Qu'est-ce à dire ? Le Christ Lui-même parce qu'Il est roi véritablement, n'a pas peur de partager ce qui fait sa grandeur et sa royauté, c'est-à-dire qu'Il est Fils, vivant dans la liberté plénière avec son Père. Et parce qu'Il vit ainsi, Il n'a qu'un désir. "Il n'est venu que pour cela, témoigner de la vérité" : manifester que nous sommes fils avec une liberté qui vient de Lui et qui nous met en face de notre Père. Car notre liberté, c'est la sienne, et donc, cette liberté va se déployer pour faire de chacun d'entre nous des fils de Dieu, dans cette triple fonction : prophètes c'est-à-dire porteurs de la parole de Dieu. Et qui est la Parole de Dieu, sinon Jésus-Christ Lui-même ? En devenant prophètes, nous sommes porteurs de Jésus-Christ pour le monde. Et nous ne sommes pas simplement les porteurs d'un message ou d'idées, mais nous sommes porteurs de la Parole vivante, faite chair, Jésus-Christ donné à son Église, jour après jour, dans les sacrements. Ensuite nous sommes prêtres, tous prêtres, non pas simplement ceux d'entre nous qui assurent un sacerdoce ministériel durant le temps de cette terre, pour le service de l'Église sur cette terre : mais nous sommes prêtres au sens où le Christ a été "le" Prêtre, Celui qui a offert sa vie en toute liberté à son Père, pour le salut des hommes. Nous aussi par Lui nous sommes prêtres de cette manière-là : dès que nous sommes baptisés, nous recevons la plénitude de notre liberté, la capacité de nous donner nous aussi avec le Christ et dans le Christ, à Dieu notre Père. Voilà le sacerdoce royal de chacun d'entre nous. Et troisièmement enfin nous sommes rois, dans l'épanouissement plénier de notre liberté dans l'exercice de la charité. Saint Jean Chrysostome le disait déjà en contemplant le Christ sur la croix : "Je l'appelle Roi et j'ai raison, car c'est le propre d'un Roi de donner par amour sa vie pour ceux qu'il aime". Nous aussi nous vivons de cette charité, de cet amour qui est royal c'est-à-dire de l'œuvre même de l'Esprit Saint en nous.

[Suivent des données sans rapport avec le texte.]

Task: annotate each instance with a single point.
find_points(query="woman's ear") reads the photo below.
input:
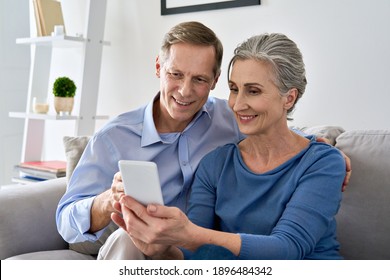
(291, 98)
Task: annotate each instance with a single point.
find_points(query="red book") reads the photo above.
(50, 165)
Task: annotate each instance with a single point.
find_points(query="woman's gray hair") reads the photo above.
(195, 33)
(282, 54)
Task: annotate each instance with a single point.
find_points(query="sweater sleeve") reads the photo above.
(308, 216)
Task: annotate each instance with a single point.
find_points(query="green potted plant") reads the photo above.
(64, 90)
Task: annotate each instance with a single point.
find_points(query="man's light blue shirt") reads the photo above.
(133, 136)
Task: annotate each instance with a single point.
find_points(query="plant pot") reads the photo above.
(63, 105)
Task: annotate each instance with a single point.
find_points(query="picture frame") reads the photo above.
(168, 6)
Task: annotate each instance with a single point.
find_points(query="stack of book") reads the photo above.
(41, 170)
(48, 13)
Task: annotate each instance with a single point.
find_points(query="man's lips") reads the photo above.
(182, 103)
(246, 117)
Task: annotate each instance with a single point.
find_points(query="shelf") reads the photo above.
(62, 41)
(53, 41)
(23, 115)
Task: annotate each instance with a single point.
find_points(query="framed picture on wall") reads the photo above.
(169, 7)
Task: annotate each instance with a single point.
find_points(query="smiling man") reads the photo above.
(175, 130)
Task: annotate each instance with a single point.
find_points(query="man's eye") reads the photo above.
(174, 75)
(200, 80)
(233, 90)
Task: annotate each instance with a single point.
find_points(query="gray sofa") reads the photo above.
(28, 230)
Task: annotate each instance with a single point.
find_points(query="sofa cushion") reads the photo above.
(53, 255)
(363, 219)
(27, 214)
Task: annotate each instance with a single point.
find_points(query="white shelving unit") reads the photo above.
(91, 47)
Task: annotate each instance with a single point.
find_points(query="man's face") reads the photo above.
(186, 78)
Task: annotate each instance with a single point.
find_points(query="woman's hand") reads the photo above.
(156, 230)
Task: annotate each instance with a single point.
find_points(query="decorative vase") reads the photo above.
(63, 105)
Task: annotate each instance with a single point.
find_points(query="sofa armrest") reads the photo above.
(27, 217)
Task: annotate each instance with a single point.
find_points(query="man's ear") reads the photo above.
(215, 81)
(158, 67)
(291, 97)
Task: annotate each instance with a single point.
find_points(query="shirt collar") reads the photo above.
(150, 134)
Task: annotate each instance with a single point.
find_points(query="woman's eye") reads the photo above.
(233, 90)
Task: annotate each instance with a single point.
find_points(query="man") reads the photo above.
(175, 130)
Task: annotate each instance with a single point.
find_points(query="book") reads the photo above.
(36, 173)
(50, 165)
(37, 18)
(48, 13)
(41, 170)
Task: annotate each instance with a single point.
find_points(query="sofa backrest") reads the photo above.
(364, 217)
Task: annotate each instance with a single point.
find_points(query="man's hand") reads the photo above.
(347, 164)
(104, 204)
(153, 229)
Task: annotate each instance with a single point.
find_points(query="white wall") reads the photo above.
(345, 43)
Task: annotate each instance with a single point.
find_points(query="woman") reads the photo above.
(274, 195)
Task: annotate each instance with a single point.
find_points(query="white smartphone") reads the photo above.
(141, 181)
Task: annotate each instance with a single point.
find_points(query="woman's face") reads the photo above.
(255, 99)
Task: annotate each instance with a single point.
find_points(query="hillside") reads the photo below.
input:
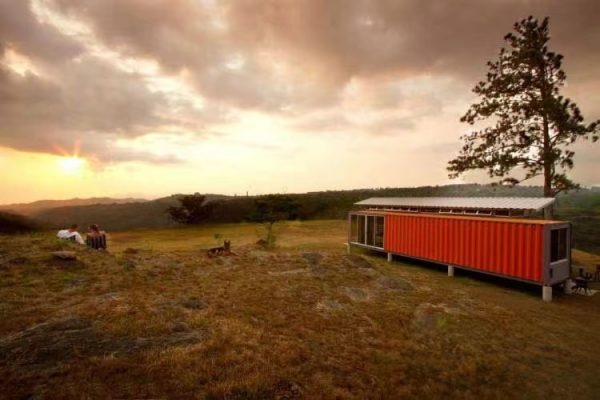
(15, 223)
(582, 208)
(156, 318)
(35, 207)
(147, 214)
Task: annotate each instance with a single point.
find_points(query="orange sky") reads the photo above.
(163, 97)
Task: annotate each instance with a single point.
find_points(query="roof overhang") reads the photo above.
(467, 203)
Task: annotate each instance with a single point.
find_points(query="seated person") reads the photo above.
(96, 238)
(71, 234)
(94, 231)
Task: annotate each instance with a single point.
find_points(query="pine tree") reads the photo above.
(534, 123)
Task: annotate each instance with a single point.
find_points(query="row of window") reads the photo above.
(367, 229)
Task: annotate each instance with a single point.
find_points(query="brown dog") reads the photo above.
(220, 251)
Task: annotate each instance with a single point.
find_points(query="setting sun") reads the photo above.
(71, 164)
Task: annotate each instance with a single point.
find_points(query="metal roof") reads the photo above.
(482, 203)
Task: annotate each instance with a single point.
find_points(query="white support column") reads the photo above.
(547, 293)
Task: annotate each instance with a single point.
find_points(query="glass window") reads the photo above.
(361, 229)
(370, 230)
(379, 231)
(354, 228)
(558, 244)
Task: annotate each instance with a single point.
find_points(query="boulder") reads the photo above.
(65, 255)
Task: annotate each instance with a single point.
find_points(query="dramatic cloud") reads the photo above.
(104, 73)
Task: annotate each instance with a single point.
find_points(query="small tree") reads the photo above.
(534, 124)
(272, 208)
(193, 209)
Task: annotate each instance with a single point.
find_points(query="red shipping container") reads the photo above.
(536, 251)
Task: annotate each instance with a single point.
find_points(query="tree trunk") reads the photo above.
(548, 169)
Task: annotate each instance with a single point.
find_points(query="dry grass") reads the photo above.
(156, 318)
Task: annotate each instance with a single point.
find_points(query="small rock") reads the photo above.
(355, 261)
(65, 255)
(386, 282)
(18, 260)
(312, 259)
(180, 327)
(194, 303)
(356, 294)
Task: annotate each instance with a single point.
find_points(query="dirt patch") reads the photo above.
(430, 318)
(289, 272)
(399, 284)
(194, 303)
(48, 344)
(313, 259)
(329, 306)
(356, 294)
(355, 261)
(60, 263)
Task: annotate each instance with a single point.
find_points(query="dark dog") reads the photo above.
(220, 251)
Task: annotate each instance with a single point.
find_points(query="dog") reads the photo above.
(220, 251)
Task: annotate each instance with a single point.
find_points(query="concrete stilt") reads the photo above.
(547, 293)
(568, 286)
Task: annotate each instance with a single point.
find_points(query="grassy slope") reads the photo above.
(156, 318)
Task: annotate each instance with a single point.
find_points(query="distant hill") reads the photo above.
(581, 207)
(115, 216)
(13, 223)
(38, 206)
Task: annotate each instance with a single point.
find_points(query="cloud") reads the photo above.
(354, 66)
(73, 98)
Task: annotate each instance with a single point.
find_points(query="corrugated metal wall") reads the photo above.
(508, 248)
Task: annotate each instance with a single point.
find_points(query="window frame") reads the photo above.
(562, 236)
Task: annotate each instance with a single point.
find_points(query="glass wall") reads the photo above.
(367, 230)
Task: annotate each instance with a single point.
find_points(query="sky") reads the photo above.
(146, 98)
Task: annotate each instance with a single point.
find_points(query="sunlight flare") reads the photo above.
(72, 165)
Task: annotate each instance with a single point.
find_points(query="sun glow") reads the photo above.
(71, 164)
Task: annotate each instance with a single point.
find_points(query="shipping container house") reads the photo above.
(478, 234)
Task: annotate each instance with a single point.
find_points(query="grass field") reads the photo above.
(156, 318)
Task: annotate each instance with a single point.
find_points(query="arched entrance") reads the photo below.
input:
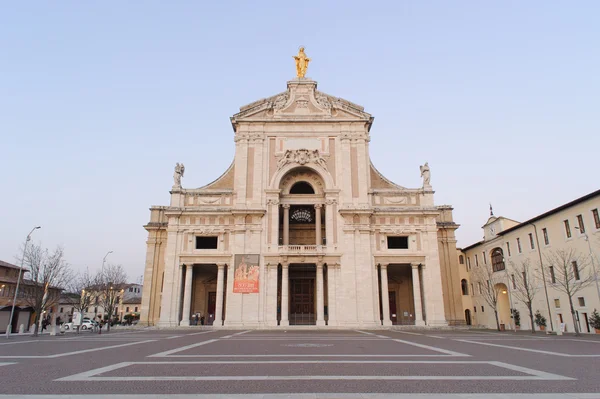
(504, 318)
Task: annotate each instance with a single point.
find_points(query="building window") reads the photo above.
(464, 286)
(567, 228)
(531, 244)
(206, 242)
(498, 260)
(575, 270)
(581, 225)
(398, 242)
(596, 218)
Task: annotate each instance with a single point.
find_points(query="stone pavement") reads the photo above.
(187, 363)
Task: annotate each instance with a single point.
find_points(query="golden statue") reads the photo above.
(301, 63)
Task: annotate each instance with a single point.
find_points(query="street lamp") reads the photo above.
(592, 259)
(104, 260)
(12, 311)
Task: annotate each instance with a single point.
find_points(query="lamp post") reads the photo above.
(512, 309)
(587, 238)
(12, 311)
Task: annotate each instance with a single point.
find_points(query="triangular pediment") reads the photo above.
(302, 101)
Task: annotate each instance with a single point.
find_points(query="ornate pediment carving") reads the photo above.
(301, 157)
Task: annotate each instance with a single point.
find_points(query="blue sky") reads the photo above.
(99, 100)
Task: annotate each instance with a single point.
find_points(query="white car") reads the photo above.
(87, 324)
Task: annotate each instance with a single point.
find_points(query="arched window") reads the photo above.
(464, 286)
(498, 260)
(302, 187)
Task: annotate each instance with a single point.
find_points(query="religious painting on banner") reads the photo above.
(245, 274)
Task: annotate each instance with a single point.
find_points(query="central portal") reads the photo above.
(302, 295)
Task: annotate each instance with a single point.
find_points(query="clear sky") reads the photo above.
(99, 100)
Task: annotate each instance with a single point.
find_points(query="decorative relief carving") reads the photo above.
(281, 100)
(209, 200)
(322, 100)
(301, 157)
(395, 200)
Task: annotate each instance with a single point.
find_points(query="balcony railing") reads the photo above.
(302, 249)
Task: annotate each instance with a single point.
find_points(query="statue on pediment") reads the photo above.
(179, 170)
(425, 174)
(301, 62)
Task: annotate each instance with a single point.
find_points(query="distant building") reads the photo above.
(507, 243)
(24, 313)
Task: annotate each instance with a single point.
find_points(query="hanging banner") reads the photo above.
(245, 274)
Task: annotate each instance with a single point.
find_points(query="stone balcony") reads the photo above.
(302, 249)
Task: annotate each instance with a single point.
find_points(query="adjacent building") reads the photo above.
(302, 229)
(572, 229)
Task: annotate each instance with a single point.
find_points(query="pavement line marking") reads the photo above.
(320, 396)
(75, 352)
(183, 348)
(235, 335)
(92, 375)
(299, 356)
(406, 332)
(375, 335)
(525, 349)
(432, 348)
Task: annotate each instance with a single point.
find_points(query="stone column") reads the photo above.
(331, 306)
(187, 296)
(286, 224)
(318, 224)
(320, 296)
(285, 304)
(417, 295)
(219, 305)
(385, 297)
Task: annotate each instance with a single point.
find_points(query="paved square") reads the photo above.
(309, 363)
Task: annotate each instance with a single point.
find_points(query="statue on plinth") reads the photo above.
(179, 170)
(425, 174)
(301, 62)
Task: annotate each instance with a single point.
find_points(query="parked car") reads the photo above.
(86, 324)
(68, 326)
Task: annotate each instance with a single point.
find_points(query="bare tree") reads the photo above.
(47, 274)
(525, 286)
(83, 286)
(569, 274)
(111, 283)
(488, 282)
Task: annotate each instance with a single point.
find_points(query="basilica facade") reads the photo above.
(301, 230)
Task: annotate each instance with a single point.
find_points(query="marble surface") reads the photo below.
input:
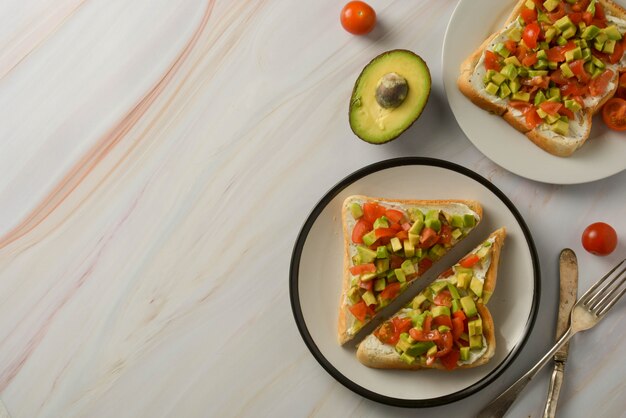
(157, 161)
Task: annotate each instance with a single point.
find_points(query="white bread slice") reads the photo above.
(373, 353)
(563, 146)
(346, 320)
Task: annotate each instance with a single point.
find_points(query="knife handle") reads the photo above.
(553, 391)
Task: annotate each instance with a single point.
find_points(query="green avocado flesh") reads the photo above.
(389, 96)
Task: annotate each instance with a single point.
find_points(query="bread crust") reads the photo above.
(372, 353)
(344, 313)
(553, 145)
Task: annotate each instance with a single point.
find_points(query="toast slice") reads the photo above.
(388, 245)
(455, 301)
(590, 79)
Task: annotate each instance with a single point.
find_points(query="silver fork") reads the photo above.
(587, 312)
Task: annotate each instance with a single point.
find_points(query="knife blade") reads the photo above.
(568, 290)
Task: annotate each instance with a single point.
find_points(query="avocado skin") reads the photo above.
(423, 71)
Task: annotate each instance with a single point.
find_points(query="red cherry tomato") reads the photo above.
(599, 238)
(358, 18)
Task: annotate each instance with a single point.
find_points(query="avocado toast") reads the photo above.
(388, 245)
(550, 69)
(447, 325)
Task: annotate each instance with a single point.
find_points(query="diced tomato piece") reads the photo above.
(391, 291)
(394, 215)
(469, 261)
(359, 310)
(551, 108)
(443, 298)
(373, 211)
(384, 232)
(566, 112)
(362, 268)
(402, 235)
(361, 228)
(445, 236)
(424, 264)
(528, 15)
(530, 60)
(579, 71)
(531, 34)
(428, 237)
(599, 84)
(395, 261)
(532, 118)
(492, 61)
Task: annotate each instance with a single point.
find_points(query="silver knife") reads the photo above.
(568, 271)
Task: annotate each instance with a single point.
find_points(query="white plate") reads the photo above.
(316, 274)
(601, 156)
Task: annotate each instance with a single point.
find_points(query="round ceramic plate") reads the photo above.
(316, 275)
(601, 156)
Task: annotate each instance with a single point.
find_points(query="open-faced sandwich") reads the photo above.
(388, 244)
(447, 325)
(550, 69)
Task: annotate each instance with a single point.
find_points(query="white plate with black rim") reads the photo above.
(316, 275)
(602, 154)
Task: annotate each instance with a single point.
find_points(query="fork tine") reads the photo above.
(593, 302)
(591, 292)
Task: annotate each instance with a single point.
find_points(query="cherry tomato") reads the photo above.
(599, 238)
(358, 18)
(614, 114)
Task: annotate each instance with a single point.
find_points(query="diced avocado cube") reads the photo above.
(438, 286)
(367, 255)
(512, 60)
(436, 252)
(354, 295)
(420, 348)
(476, 342)
(457, 221)
(464, 356)
(369, 238)
(356, 210)
(522, 96)
(369, 298)
(417, 301)
(564, 23)
(590, 32)
(500, 49)
(560, 127)
(476, 286)
(515, 85)
(469, 220)
(609, 47)
(400, 275)
(573, 105)
(551, 4)
(407, 267)
(454, 291)
(380, 284)
(407, 358)
(612, 33)
(597, 62)
(509, 71)
(468, 305)
(381, 222)
(440, 311)
(540, 98)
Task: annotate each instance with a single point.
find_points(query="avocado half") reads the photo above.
(381, 107)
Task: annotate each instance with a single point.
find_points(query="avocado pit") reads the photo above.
(391, 90)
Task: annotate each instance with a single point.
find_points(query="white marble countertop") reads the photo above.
(157, 160)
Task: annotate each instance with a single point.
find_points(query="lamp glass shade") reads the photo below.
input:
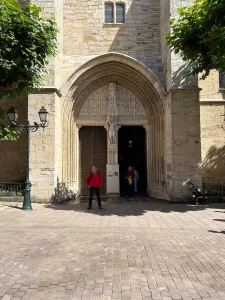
(12, 115)
(43, 115)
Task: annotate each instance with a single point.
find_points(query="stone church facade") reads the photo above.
(118, 67)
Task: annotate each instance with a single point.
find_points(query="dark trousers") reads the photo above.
(97, 192)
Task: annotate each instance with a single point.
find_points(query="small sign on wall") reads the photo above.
(113, 182)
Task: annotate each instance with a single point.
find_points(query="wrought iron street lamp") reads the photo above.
(13, 116)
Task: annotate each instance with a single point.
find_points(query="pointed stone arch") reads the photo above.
(141, 82)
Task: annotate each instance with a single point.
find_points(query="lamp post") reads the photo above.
(13, 116)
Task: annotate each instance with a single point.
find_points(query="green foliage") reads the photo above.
(198, 35)
(26, 40)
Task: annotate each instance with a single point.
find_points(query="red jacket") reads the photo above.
(130, 174)
(94, 180)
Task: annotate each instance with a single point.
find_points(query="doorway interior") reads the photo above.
(132, 152)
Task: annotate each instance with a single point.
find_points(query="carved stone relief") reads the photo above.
(112, 99)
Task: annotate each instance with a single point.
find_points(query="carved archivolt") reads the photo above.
(98, 104)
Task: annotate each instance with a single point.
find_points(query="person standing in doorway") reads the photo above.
(130, 177)
(136, 179)
(94, 182)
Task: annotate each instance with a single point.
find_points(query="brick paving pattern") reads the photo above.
(135, 250)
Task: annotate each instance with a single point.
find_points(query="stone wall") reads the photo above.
(164, 30)
(87, 36)
(13, 153)
(186, 143)
(53, 9)
(212, 101)
(45, 147)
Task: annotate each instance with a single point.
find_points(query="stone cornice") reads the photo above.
(52, 89)
(212, 101)
(178, 88)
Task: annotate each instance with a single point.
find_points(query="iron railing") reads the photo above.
(11, 189)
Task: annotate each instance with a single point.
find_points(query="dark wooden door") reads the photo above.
(93, 152)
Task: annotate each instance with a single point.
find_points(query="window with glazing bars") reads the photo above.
(221, 80)
(120, 13)
(109, 13)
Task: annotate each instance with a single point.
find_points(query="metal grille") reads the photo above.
(93, 152)
(120, 13)
(222, 80)
(109, 13)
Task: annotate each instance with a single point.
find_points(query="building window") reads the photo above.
(221, 80)
(120, 13)
(109, 13)
(114, 14)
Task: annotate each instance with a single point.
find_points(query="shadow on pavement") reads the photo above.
(130, 207)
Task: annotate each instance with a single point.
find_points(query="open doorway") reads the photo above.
(132, 152)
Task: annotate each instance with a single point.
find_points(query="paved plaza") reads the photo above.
(129, 250)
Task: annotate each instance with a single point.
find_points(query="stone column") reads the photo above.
(78, 159)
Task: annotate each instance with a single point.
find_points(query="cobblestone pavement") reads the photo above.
(128, 250)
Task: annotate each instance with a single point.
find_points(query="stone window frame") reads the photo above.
(114, 3)
(221, 81)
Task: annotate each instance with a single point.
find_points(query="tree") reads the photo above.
(198, 35)
(26, 41)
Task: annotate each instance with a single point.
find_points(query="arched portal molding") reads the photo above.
(118, 68)
(136, 78)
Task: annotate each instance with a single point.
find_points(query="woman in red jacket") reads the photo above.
(94, 182)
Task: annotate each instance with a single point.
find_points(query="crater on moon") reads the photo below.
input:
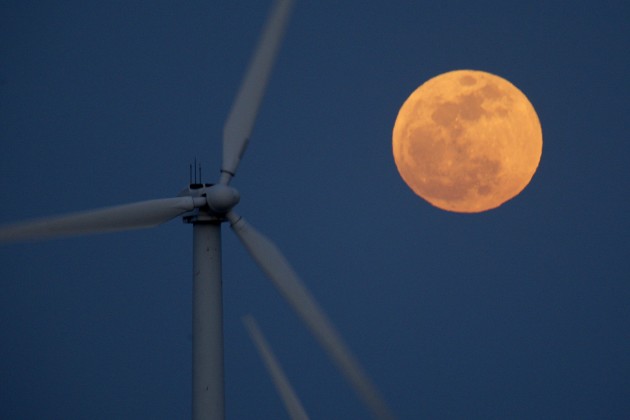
(467, 141)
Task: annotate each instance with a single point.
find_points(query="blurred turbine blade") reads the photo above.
(139, 215)
(277, 268)
(240, 122)
(289, 398)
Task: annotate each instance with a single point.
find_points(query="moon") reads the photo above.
(467, 141)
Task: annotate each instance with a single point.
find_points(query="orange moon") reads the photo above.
(467, 141)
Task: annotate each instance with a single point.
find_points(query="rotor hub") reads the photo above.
(221, 198)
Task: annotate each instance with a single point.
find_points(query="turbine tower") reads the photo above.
(207, 207)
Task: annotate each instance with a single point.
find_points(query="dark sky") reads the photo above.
(520, 312)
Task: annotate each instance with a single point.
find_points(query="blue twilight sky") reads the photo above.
(520, 312)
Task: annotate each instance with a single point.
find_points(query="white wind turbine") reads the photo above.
(206, 207)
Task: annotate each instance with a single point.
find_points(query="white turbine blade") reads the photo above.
(289, 398)
(240, 122)
(139, 215)
(279, 271)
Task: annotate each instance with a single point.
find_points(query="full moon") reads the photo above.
(467, 141)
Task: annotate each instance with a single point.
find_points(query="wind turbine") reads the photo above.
(207, 207)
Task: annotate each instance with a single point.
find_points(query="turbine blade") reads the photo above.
(240, 122)
(289, 398)
(279, 271)
(139, 215)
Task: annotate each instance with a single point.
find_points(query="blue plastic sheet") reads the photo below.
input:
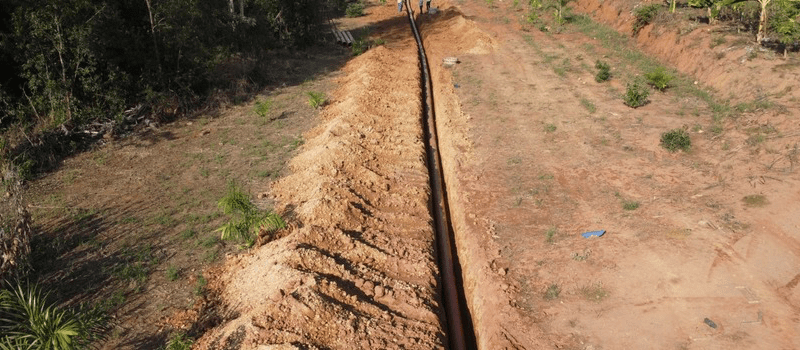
(593, 233)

Dans quelques instants un enfant va être baptisé, il va être plongé dans la vie de Dieu, communiquée à lui personnellement par Jésus-Christ mort et ressuscité pour lui. Et aussitôt après, nous ferons sur lui la triple onction de saint Chrême dans laquelle nous dirons qu'il est prêtre prophète et roi.
Que ce qui s'accomplit en lui aujourd'hui et qui va se déployer à travers toute sa vie soit pour nous l'occasion de redécouvrir que nous sommes appelés à la même vocation, que nous devons partager le même amour et la même royauté et qu'ainsi nous pourrons vivre de façon royale et vraie notre vie de chrétiens et notre amour du Christ-Roi.